WAT TE DOEN BIJ OVERLIJDEN – OCMW HOESELT - 39/43
Eenzaamheid komt veel voor omdat sommige ouderen niet over de mogelijkheden beschikken om zelfstandig dingen te doen of (nieuwe) contacten te maken en te onderhouden. Hulp bij de rouw “Waarom zou ik met iemand gaan praten, ik krijg haar toch niet terug?” Bovenstaande uitspraak is afkomstig van een weduwnaar. Hij was kwaad en verbitterd dat zijn vrouw was overleden en was van mening dat zijn leven alleen nog zin en betekenis kon hebben als zij weer terugkwam. Iemand die zich afsluit van anderen ontneemt zichzelf een belangrijke mogelijkheid om verder te komen en een verlies een plaats te geven. De mens is een sociaal wezen en heeft behoefte zich te uiten over zaken die hem of haar bezig houden. Uit verschillende onderzoek komt naar voren dat sociale steun van mensen in de directe omgeving erg belangrijk is voor het verwerkingsproces. Niet-steunend Nabestaanden die aangeven belemmerende contacten te hebben noemen twee soorten belemmeringen. De eerste soort is die van de vermijding van de rouw: Bekenden komen te weinig langs. Als men komt wil men te weinig praten over de overledene; doet men vaak gemaakt vrolijk of doet alsof er niets aan de hand is. De tweede soort belemmering betreft dat nabestaanden het gevoel hebben dat ze in een keurslijf zitten: ze moeten eruit gaan of ‘je moet erover praten’, kortom te veel ongevraagde adviezen, te veel aanmoedigingen tot herstel (‘de volgende Kerst ben je er weer helemaal bij’) en onecht inleven in de ander (‘ik weet precies hoe je je voelt’).
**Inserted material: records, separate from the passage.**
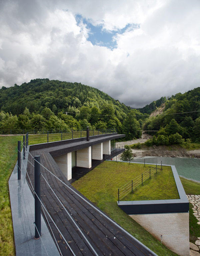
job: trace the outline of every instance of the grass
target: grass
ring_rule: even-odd
[[[102,134],[101,132],[99,131],[99,134]],[[90,136],[93,136],[93,131],[90,131]],[[94,131],[94,135],[98,135],[98,131]],[[49,142],[57,141],[61,140],[61,133],[49,133]],[[81,132],[81,137],[86,136],[86,131],[83,131]],[[73,131],[73,138],[80,138],[81,132],[80,131]],[[39,143],[44,143],[47,142],[47,134],[29,134],[29,144],[37,144]],[[62,140],[68,140],[72,138],[72,132],[63,132]]]
[[[125,166],[124,168],[123,166]],[[135,170],[131,173],[130,171],[131,166],[132,168],[133,166],[137,166],[137,171]],[[144,171],[143,166],[143,164],[138,164],[129,165],[120,162],[105,161],[72,184],[112,219],[158,255],[176,255],[125,213],[117,204],[118,196],[116,188],[120,187],[131,179],[133,174],[137,175],[139,169],[140,172]],[[167,167],[165,171],[169,172],[168,167]],[[135,171],[136,173],[134,174]],[[152,181],[153,182],[154,178],[151,179],[150,183],[147,184],[147,186],[149,186],[149,190],[149,190],[149,195],[151,194],[151,191],[155,189],[155,186],[150,184]],[[139,191],[141,192],[145,185],[138,189],[139,197],[140,196]],[[162,195],[161,194],[159,199],[165,197],[164,194]]]
[[[32,136],[33,136],[35,135],[29,135],[29,140],[30,137]],[[0,255],[1,256],[15,255],[8,182],[17,161],[17,141],[21,140],[22,138],[22,136],[21,136],[0,137]],[[44,138],[43,139],[44,139]],[[46,139],[45,138],[44,140],[45,139]],[[35,143],[46,142],[46,141],[42,141],[41,139],[40,140],[38,140],[37,142],[35,142],[33,140],[31,142],[32,143],[31,144],[34,144]],[[119,163],[119,162],[117,163],[118,164]],[[119,164],[118,166],[120,166]],[[109,174],[110,171],[107,170],[107,173]],[[92,172],[90,172],[89,173]],[[116,176],[120,175],[118,173]],[[108,178],[109,178],[109,175],[107,176]],[[86,177],[87,176],[86,175],[84,177]],[[122,177],[123,177],[123,175],[120,176],[120,177],[122,179]],[[87,177],[87,178],[89,178]],[[94,182],[91,181],[92,183],[96,182],[97,184],[98,180],[100,180],[102,178],[102,177],[100,175],[98,177],[98,179],[97,179],[95,180]],[[129,177],[128,179],[129,179],[127,181],[130,180],[130,179],[131,179],[131,177]],[[181,180],[186,194],[200,195],[200,186],[199,183],[183,178],[181,178]],[[112,181],[110,179],[110,181]],[[81,179],[79,180],[79,182],[81,181],[79,185],[79,186],[80,187],[84,184],[84,182]],[[122,185],[123,184],[123,182],[122,182],[121,183]],[[155,251],[158,255],[162,256],[176,255],[166,248],[138,223],[121,210],[116,203],[116,197],[117,197],[116,194],[117,195],[117,192],[116,193],[115,190],[115,197],[113,197],[109,195],[109,191],[110,189],[109,186],[108,186],[107,190],[104,190],[104,192],[100,191],[95,196],[93,195],[93,193],[90,193],[88,197],[89,199],[91,198],[91,201],[93,200],[93,202],[98,207],[106,212],[113,219],[119,223],[136,238],[149,247],[152,251]],[[86,192],[88,193],[88,191],[85,190],[85,191],[83,191],[82,193],[85,194]],[[104,200],[101,201],[101,199],[103,199],[104,197],[107,199],[107,201]],[[196,219],[192,213],[193,211],[190,207],[190,240],[191,241],[194,242],[195,238],[200,237],[200,234],[199,226],[197,224]]]
[[[0,255],[15,254],[8,181],[17,157],[22,136],[0,136]]]

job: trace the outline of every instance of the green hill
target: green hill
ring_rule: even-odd
[[[165,143],[163,136],[177,133],[184,139],[200,142],[200,87],[173,95],[165,104],[163,113],[146,120],[143,129],[159,130],[157,135],[162,140],[161,144],[171,144],[173,139]]]
[[[146,118],[97,89],[47,79],[3,87],[0,111],[1,130],[80,130],[88,126],[117,129],[127,139],[139,135],[137,131]]]

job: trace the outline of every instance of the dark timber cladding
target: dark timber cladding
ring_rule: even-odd
[[[81,148],[83,144],[84,147],[108,139],[123,137],[121,135],[106,135],[91,137],[90,141],[88,142],[85,138],[84,140],[73,140],[73,142],[71,140],[65,141],[65,143],[63,141],[52,143],[50,147],[49,143],[30,146],[30,153],[31,155],[33,156],[40,155],[41,164],[66,184],[66,185],[63,184],[41,166],[42,202],[76,255],[155,255],[72,186],[52,156],[58,155],[62,150],[65,151],[65,153],[70,152],[68,151],[68,146],[70,150],[72,148],[76,150]],[[88,145],[90,143],[92,144]],[[49,147],[46,147],[47,146]],[[30,154],[28,160],[30,162],[28,162],[27,170],[31,182],[34,183],[32,165],[34,159]],[[43,176],[48,181],[57,196]],[[62,254],[72,255],[68,245],[66,244],[58,233],[52,221],[48,216],[47,219]]]

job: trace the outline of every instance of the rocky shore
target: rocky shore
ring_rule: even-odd
[[[143,139],[130,140],[127,141],[116,143],[116,146],[123,147],[126,145],[130,145],[137,143],[143,143],[149,138]],[[169,157],[187,157],[200,158],[200,150],[187,150],[184,148],[176,146],[169,147],[166,146],[154,146],[150,147],[143,147],[142,149],[132,149],[134,158],[138,158],[145,156],[162,156]],[[120,159],[120,155],[117,156]]]

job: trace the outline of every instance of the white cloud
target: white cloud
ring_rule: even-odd
[[[36,78],[77,82],[135,107],[199,85],[199,0],[0,2],[0,87]],[[75,15],[104,29],[140,24],[93,45]]]

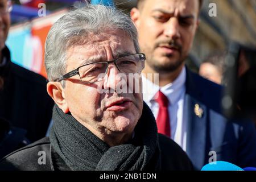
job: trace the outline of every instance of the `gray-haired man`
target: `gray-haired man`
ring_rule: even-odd
[[[145,61],[126,15],[101,5],[68,13],[48,34],[45,60],[47,91],[56,104],[49,139],[7,156],[1,169],[192,169],[181,148],[157,134],[142,93],[115,86],[123,75],[141,74]],[[38,163],[40,151],[46,165]]]

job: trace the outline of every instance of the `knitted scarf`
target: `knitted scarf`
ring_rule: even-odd
[[[110,147],[56,105],[49,139],[54,150],[72,170],[160,170],[156,125],[144,103],[134,136],[127,143]]]

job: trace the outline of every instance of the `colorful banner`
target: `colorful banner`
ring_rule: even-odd
[[[46,37],[52,24],[67,12],[61,10],[12,27],[6,44],[11,51],[13,62],[46,77],[44,65]]]

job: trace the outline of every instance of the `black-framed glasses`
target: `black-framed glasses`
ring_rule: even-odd
[[[119,57],[109,61],[92,63],[81,65],[65,74],[53,81],[60,81],[78,75],[82,82],[94,83],[102,81],[108,73],[109,64],[114,63],[118,71],[126,75],[137,73],[142,71],[145,65],[145,55],[134,53]]]

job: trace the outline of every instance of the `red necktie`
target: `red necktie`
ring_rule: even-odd
[[[157,97],[158,96],[158,97]],[[170,137],[171,127],[169,112],[168,111],[169,101],[167,97],[160,90],[156,93],[156,96],[155,100],[159,105],[159,110],[156,117],[158,133]]]

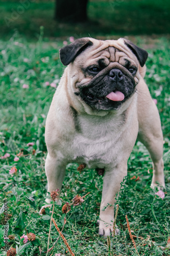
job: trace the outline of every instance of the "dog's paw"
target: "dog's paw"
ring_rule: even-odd
[[[39,214],[40,214],[40,215],[43,215],[43,214],[44,214],[44,212],[45,208],[51,208],[52,205],[53,205],[52,204],[46,204],[45,205],[43,205],[43,206],[42,206],[42,207],[40,209],[40,211],[39,212]]]
[[[152,182],[151,185],[151,187],[153,189],[154,188],[155,188],[155,187],[157,187],[158,188],[158,190],[160,190],[162,189],[162,188],[165,188],[165,183],[163,182],[162,183],[162,184],[159,183],[159,184],[157,184],[156,183],[152,183]]]
[[[106,223],[106,222],[98,220],[98,223],[99,224],[99,234],[101,237],[107,237],[108,236],[110,236],[111,234],[113,233],[113,223],[109,224]],[[117,227],[117,225],[116,225]],[[119,232],[119,230],[118,228],[115,228],[115,234],[117,236]]]

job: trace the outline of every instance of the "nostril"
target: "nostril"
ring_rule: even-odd
[[[123,74],[122,74],[122,72],[121,71],[120,71],[119,72],[118,72],[118,76],[121,78],[121,77],[123,77]]]
[[[123,74],[121,70],[113,69],[110,71],[109,76],[114,80],[120,80],[123,79]]]

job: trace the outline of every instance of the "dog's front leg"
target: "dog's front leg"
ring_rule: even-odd
[[[122,164],[118,165],[113,170],[105,168],[99,221],[99,233],[100,236],[106,237],[110,235],[110,232],[113,231],[113,205],[115,202],[115,197],[116,193],[119,190],[120,183],[127,174],[127,163],[124,165]],[[108,206],[105,208],[107,205]],[[115,233],[118,232],[118,229],[116,229]]]
[[[67,163],[61,156],[47,154],[45,169],[47,180],[47,192],[50,193],[57,188],[61,190],[65,174]],[[46,199],[45,201],[50,203],[51,200]]]

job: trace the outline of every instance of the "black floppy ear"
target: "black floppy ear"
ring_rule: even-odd
[[[70,45],[64,46],[59,50],[61,62],[64,66],[68,65],[77,56],[92,44],[88,38],[84,37],[77,39]]]
[[[125,45],[129,47],[137,57],[141,67],[143,67],[148,56],[148,52],[133,44],[130,40],[124,39]]]

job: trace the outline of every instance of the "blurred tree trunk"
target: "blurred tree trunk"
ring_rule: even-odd
[[[55,19],[60,22],[87,20],[88,0],[56,0]]]

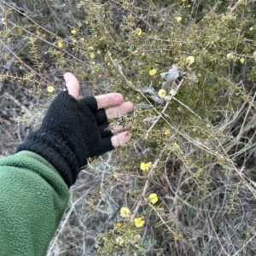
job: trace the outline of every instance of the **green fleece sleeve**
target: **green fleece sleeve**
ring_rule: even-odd
[[[58,172],[20,151],[0,160],[0,255],[44,256],[69,198]]]

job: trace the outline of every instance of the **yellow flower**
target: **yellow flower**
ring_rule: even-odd
[[[55,90],[55,89],[54,89],[53,86],[49,85],[49,86],[47,87],[47,90],[48,90],[48,92],[53,92],[53,91]]]
[[[177,90],[173,90],[173,89],[171,89],[170,94],[171,94],[172,96],[176,96]]]
[[[227,54],[227,59],[231,60],[233,59],[234,55],[231,53]]]
[[[59,46],[60,48],[62,48],[62,47],[63,47],[63,44],[62,44],[61,42],[58,42],[58,46]]]
[[[122,224],[120,223],[119,223],[119,222],[115,224],[115,227],[117,229],[119,229],[121,226],[122,226]]]
[[[143,218],[142,218],[142,217],[134,218],[134,224],[135,224],[137,228],[143,227],[144,223],[145,223],[145,221],[143,220]]]
[[[138,37],[140,37],[141,35],[142,35],[142,33],[143,33],[143,31],[141,30],[141,28],[137,28],[136,29],[136,34],[138,36]]]
[[[178,146],[178,144],[176,143],[173,143],[173,148],[174,148],[175,149],[179,149],[179,146]]]
[[[157,195],[155,193],[151,193],[148,195],[148,200],[149,201],[149,202],[154,205],[158,201]]]
[[[175,19],[177,22],[180,22],[183,18],[178,16],[178,17],[176,17]]]
[[[154,76],[155,75],[156,72],[157,72],[156,68],[152,68],[149,70],[149,75]]]
[[[150,168],[152,167],[152,163],[148,162],[148,163],[141,163],[141,169],[142,171],[145,172],[145,171],[148,171]]]
[[[117,237],[117,238],[115,239],[115,242],[118,243],[118,244],[119,244],[119,245],[121,246],[121,245],[124,244],[125,240],[124,240],[123,237],[119,236],[119,237]]]
[[[223,21],[226,20],[227,20],[227,16],[225,16],[224,15],[223,15],[221,16],[221,20],[222,20]]]
[[[90,55],[90,59],[94,59],[94,58],[95,58],[95,54],[92,52],[92,53]]]
[[[160,98],[164,98],[164,97],[166,96],[166,90],[160,89],[160,90],[158,91],[158,96],[159,96]]]
[[[120,215],[123,218],[129,217],[131,215],[131,211],[127,207],[122,207],[120,210]]]
[[[71,33],[75,35],[77,33],[77,31],[75,29],[73,29],[73,30],[71,31]]]
[[[195,62],[195,57],[194,56],[189,56],[187,58],[187,62],[189,63],[190,65]]]
[[[170,131],[169,129],[166,129],[166,130],[165,131],[165,135],[167,135],[167,136],[171,135],[171,131]]]

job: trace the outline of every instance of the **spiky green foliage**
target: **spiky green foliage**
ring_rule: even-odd
[[[1,0],[3,91],[43,104],[68,71],[136,106],[113,120],[132,142],[83,171],[48,255],[254,255],[255,1],[20,3]],[[159,103],[143,88],[172,65]]]

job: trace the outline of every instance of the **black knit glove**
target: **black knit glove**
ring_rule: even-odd
[[[61,91],[49,106],[40,129],[32,132],[17,152],[35,152],[50,162],[68,187],[89,157],[113,149],[105,109],[97,109],[94,96],[77,101]]]

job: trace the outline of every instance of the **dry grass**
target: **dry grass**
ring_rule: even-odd
[[[255,255],[255,1],[0,6],[1,155],[40,124],[67,71],[84,96],[115,90],[136,104],[113,120],[131,122],[133,140],[81,172],[48,256]],[[159,104],[144,86],[157,94],[173,64],[183,75]]]

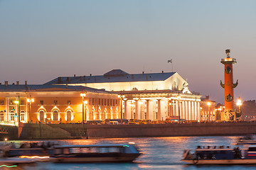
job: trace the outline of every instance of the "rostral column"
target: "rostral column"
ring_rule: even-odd
[[[227,57],[221,59],[220,62],[225,65],[225,84],[220,86],[225,89],[225,110],[221,113],[221,120],[235,120],[235,111],[234,109],[234,89],[238,84],[238,80],[233,84],[233,64],[236,63],[236,60],[230,56],[230,50],[226,50]]]

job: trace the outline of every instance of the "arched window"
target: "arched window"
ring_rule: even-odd
[[[0,111],[0,121],[4,121],[4,112],[3,110]]]
[[[53,110],[53,121],[57,121],[58,119],[58,110]]]
[[[177,85],[176,81],[174,81],[173,83],[173,90],[177,90]]]
[[[14,110],[11,110],[10,113],[10,121],[14,121]]]
[[[68,110],[67,111],[67,121],[70,121],[70,120],[71,120],[71,111]]]
[[[21,111],[21,121],[25,122],[25,111],[24,110]]]
[[[39,119],[40,121],[44,121],[44,110],[43,110],[39,111]]]

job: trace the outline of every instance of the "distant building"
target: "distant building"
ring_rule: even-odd
[[[73,123],[85,120],[120,118],[118,95],[85,86],[0,85],[0,122]],[[19,115],[19,116],[18,116]]]
[[[84,86],[117,93],[122,96],[122,118],[162,120],[180,115],[187,120],[201,120],[198,93],[177,73],[128,74],[113,69],[101,76],[58,77],[45,85]]]
[[[215,121],[220,116],[217,115],[216,102],[210,100],[209,96],[201,99],[201,116],[203,121]]]

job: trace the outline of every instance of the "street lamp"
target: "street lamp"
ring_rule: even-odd
[[[142,120],[142,104],[143,104],[143,102],[142,101],[139,101],[139,103],[140,104],[141,106],[141,119]]]
[[[35,101],[33,98],[27,98],[27,102],[29,103],[29,121],[32,121],[32,115],[31,115],[31,103],[33,103]]]
[[[80,94],[80,96],[82,97],[82,123],[84,123],[84,121],[85,121],[85,103],[84,103],[84,100],[85,100],[85,97],[86,96],[86,94],[85,93],[81,93]]]
[[[85,120],[87,120],[87,115],[86,115],[86,105],[88,103],[87,101],[83,101],[83,103],[85,105]]]
[[[121,124],[122,124],[122,99],[124,98],[124,95],[122,94],[122,91],[121,91],[121,94],[118,95],[118,98],[119,98],[121,99],[121,102],[120,102],[120,106],[121,106]]]
[[[178,123],[181,123],[181,109],[180,109],[180,100],[181,100],[181,96],[178,94],[178,96],[177,96],[177,98],[178,98]]]
[[[14,117],[18,117],[18,122],[20,122],[20,103],[19,103],[19,96],[18,96],[18,101],[14,101],[14,103],[18,105],[18,115],[14,116]]]
[[[208,106],[208,120],[210,121],[210,103],[207,102],[207,105]]]

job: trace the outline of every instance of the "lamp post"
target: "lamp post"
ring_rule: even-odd
[[[85,120],[87,121],[87,115],[86,115],[86,106],[88,103],[87,101],[83,101],[83,103],[85,105]]]
[[[181,103],[181,101],[180,101],[180,100],[181,100],[181,96],[179,95],[179,94],[178,94],[178,96],[177,96],[177,98],[178,98],[178,123],[181,123],[181,109],[180,109],[180,103]]]
[[[85,100],[85,96],[86,96],[85,93],[82,92],[80,94],[80,96],[82,97],[82,123],[84,123],[84,122],[85,122],[85,103],[84,103],[84,100]]]
[[[141,119],[142,120],[142,104],[143,104],[143,101],[139,101],[139,103],[141,106]]]
[[[122,99],[124,98],[124,95],[122,94],[122,91],[121,91],[121,94],[118,95],[118,98],[119,98],[121,99],[120,101],[120,107],[121,107],[121,111],[120,111],[120,114],[121,114],[121,124],[122,124]]]
[[[31,103],[33,103],[35,101],[33,98],[27,98],[27,102],[29,103],[29,121],[32,121],[32,115],[31,115]]]
[[[207,105],[208,106],[208,121],[210,121],[210,103],[207,102]]]
[[[20,103],[19,103],[19,96],[18,98],[18,101],[14,101],[14,103],[18,105],[18,115],[16,117],[18,117],[18,122],[20,122]]]

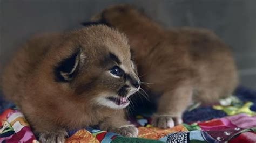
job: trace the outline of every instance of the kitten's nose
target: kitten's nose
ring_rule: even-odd
[[[139,86],[140,86],[140,81],[136,81],[132,84],[132,85],[133,85],[134,87],[137,88],[138,88]]]

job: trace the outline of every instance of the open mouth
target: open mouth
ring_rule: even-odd
[[[124,105],[130,103],[130,101],[128,100],[128,97],[110,97],[107,98],[107,99],[112,101],[116,104],[118,105]]]

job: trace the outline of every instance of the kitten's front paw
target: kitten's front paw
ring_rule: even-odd
[[[160,128],[168,128],[183,123],[180,117],[172,117],[167,115],[155,115],[153,116],[152,124]]]
[[[68,133],[65,130],[42,132],[39,134],[39,140],[41,142],[64,143]]]
[[[137,137],[139,133],[138,128],[132,125],[125,125],[119,128],[113,128],[109,130],[109,131],[127,137]]]

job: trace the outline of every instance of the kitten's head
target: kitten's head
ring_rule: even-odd
[[[66,34],[63,39],[53,49],[59,52],[54,80],[62,89],[68,89],[69,96],[86,104],[127,106],[128,97],[139,90],[140,81],[126,38],[97,25]]]

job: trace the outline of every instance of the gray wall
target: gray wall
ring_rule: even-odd
[[[3,65],[31,35],[81,27],[93,14],[114,4],[143,7],[166,27],[214,31],[233,48],[241,84],[256,89],[256,1],[0,0],[0,74]],[[227,83],[228,84],[228,83]]]

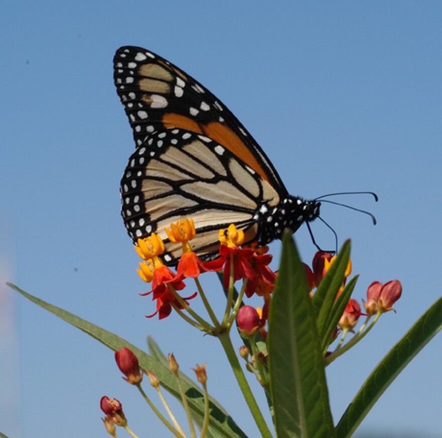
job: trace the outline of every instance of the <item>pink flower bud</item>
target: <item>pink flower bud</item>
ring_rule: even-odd
[[[252,336],[260,328],[259,315],[252,306],[243,306],[237,316],[238,330],[247,336]]]
[[[402,285],[399,280],[386,283],[381,290],[378,305],[383,312],[394,310],[391,307],[400,298],[402,293]]]
[[[375,315],[378,312],[378,301],[382,286],[382,283],[374,281],[367,289],[367,302],[364,302],[364,307],[369,315]]]
[[[100,400],[101,410],[114,424],[124,426],[127,422],[123,411],[123,406],[116,398],[109,398],[105,395]]]
[[[363,313],[361,313],[359,303],[356,300],[350,299],[338,325],[341,328],[349,328],[351,330],[358,323],[358,320],[362,314]]]
[[[140,370],[137,356],[126,347],[115,352],[115,360],[120,371],[126,377],[123,377],[132,385],[139,383],[143,380],[143,373]]]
Wat vinden nabestaanden steunend gedrag van anderen? o Luisteren: veel nabestaanden willen een luisterend oor, zodat ze steeds weer (iets) kunnen vertellen over het verlies van de overledene, maar vooral ook over dagelijkse zaken. o Aanwezig zijn: van familie en vrienden, vaak zonder veel gesprek of actie, wordt zeer waardevol gevonden. o Warmte bieden: dat anderen bijvoorbeeld eens een arm om een schouder doen en zo betrokkenheid tonen. o Initiatief tonen: veel nabestaanden stellen het op prijs dat anderen zelf creativiteit tonen en initiatieven nemen. o Evalueren: bij de ander soms eens navragen of wat gebeurt (of juist niet gebeurt) wel goed is. Dit is in ieder geval beter dan voor de ander te denken.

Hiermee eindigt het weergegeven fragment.